The Raspberry Pi’s latest AI HAT+ 2 expansion is a significant boost for the Raspberry Pi 5, featuring 8 GB of on-board RAM and the Hailo-10H neural network accelerator designed specifically for AI applications. This makes it a powerful tool for those interested in running local AI computing tasks.

Offering up to 40 TOPS (INT4) of inference performance, the AI HAT+ 2 is equipped to handle large language models (LLMs), vision language models (VLMs), and various other generative AI functions with ease. Despite its impressive specifications on paper, the new AI HAT+ 2 delivers computer vision capabilities comparable to its predecessor at 26 TOPS (INT4).

The device connects to the Raspberry Pi via the GPIO connector and utilizes the PCIe interface for communication. Active cooling is recommended due to the high thermal output. It’s compatible with the Raspberry Pi OS and supports tools such as ‘rpicam-apps’ for seamless AI hardware integration.

In testing, the AI HAT+ 2 performed optimally using Docker and the hailo-ollama server with the Qwen2 model, demonstrating efficient operation on the Raspberry Pi platform.

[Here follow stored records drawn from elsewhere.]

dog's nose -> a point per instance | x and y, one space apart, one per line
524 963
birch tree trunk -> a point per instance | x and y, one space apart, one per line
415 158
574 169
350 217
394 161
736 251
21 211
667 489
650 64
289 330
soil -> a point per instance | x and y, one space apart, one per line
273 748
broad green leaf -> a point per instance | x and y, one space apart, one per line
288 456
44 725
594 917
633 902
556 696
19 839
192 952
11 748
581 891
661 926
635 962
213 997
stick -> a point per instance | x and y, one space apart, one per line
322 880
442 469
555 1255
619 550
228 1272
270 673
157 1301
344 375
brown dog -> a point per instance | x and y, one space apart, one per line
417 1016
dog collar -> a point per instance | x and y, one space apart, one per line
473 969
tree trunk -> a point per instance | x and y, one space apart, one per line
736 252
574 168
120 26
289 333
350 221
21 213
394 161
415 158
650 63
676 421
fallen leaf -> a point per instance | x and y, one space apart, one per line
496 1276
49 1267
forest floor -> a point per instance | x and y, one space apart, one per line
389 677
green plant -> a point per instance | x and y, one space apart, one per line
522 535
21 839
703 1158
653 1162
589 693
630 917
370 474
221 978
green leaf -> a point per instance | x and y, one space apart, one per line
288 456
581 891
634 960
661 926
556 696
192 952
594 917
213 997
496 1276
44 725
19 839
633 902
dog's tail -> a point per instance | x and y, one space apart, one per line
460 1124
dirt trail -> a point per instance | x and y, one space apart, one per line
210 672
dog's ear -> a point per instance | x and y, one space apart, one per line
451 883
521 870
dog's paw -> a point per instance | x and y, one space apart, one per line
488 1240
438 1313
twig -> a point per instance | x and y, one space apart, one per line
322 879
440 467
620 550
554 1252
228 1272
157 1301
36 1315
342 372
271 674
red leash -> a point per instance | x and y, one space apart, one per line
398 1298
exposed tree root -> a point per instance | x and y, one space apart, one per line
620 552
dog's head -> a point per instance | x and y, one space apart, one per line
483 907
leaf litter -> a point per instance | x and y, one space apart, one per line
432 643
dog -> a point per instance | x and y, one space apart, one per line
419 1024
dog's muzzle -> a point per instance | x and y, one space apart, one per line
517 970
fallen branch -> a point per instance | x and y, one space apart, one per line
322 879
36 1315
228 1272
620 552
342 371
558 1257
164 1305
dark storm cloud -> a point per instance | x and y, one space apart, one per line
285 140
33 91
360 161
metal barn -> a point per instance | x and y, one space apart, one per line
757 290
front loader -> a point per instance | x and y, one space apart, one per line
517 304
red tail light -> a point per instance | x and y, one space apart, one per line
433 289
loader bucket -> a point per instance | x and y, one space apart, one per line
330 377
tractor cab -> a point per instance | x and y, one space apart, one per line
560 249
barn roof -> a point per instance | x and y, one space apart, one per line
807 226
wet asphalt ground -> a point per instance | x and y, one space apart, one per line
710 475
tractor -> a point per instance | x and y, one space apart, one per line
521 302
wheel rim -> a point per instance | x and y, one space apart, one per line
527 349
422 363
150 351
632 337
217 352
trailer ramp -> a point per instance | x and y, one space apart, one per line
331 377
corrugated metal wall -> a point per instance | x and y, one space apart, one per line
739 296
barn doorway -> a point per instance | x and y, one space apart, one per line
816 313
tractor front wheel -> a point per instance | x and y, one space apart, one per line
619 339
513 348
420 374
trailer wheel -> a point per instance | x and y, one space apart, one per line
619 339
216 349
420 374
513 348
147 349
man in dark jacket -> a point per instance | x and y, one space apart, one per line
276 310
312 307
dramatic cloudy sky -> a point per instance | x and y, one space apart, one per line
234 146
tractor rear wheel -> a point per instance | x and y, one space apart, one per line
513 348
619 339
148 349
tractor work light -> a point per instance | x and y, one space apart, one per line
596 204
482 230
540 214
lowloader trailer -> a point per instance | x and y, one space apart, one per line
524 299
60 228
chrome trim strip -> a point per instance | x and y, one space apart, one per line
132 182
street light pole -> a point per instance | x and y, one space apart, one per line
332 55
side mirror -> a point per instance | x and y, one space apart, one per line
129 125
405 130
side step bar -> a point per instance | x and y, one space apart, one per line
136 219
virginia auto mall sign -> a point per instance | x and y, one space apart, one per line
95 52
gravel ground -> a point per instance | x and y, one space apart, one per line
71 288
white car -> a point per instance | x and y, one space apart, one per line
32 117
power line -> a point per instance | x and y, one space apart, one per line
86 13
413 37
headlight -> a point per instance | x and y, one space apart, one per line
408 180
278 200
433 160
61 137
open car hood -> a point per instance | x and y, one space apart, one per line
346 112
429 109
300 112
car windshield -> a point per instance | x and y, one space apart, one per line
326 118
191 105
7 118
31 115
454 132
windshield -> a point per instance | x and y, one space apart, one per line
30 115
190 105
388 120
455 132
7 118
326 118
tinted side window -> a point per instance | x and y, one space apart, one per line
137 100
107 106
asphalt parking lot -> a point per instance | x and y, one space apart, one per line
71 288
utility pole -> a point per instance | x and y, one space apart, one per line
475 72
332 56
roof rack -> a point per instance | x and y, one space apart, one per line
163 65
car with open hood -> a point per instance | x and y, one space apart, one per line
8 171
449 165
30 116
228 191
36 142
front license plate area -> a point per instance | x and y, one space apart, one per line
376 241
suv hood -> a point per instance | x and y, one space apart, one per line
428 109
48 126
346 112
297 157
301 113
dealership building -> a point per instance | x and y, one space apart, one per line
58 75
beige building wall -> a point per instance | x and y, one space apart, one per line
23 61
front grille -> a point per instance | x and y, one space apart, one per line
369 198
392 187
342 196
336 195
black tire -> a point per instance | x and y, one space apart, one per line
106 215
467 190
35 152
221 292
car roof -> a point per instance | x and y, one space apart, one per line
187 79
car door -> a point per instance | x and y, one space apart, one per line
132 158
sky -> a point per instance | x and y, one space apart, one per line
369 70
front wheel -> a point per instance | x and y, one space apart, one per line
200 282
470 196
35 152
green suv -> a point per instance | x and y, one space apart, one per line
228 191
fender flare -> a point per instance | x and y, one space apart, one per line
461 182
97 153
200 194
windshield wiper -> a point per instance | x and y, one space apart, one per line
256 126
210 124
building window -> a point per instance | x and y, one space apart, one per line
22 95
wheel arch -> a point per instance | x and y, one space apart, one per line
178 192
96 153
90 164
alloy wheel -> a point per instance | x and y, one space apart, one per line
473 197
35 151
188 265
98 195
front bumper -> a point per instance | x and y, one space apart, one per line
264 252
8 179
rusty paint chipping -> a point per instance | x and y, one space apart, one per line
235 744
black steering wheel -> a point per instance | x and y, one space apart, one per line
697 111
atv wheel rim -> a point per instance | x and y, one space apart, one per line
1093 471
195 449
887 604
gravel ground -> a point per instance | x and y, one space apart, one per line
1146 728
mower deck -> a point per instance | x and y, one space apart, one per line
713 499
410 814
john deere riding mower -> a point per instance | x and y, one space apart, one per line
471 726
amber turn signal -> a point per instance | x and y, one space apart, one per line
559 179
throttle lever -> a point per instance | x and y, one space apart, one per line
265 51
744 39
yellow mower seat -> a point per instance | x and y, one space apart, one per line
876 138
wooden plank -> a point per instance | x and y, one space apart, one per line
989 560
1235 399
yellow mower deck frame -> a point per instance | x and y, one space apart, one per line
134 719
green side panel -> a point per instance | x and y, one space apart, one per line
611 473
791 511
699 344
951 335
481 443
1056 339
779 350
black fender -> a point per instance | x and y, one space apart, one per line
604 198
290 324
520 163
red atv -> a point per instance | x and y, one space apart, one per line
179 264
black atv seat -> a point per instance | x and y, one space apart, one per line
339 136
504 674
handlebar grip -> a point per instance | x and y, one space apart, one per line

Although the 8 GB RAM is listed as a notable feature, it may not be sufficient for memory-intensive AI applications, especially compared to larger, cloud-based solutions managed by industry giants. However, for edge computing applications requiring local processing, the AI HAT+ 2 provides a balanced solution.

Ultimately, for developers needing superior LLM performance without cloud reliance, the AI HAT+ 2 offers a compelling option—despite the availability of alternative hardware setups with higher memory capacities.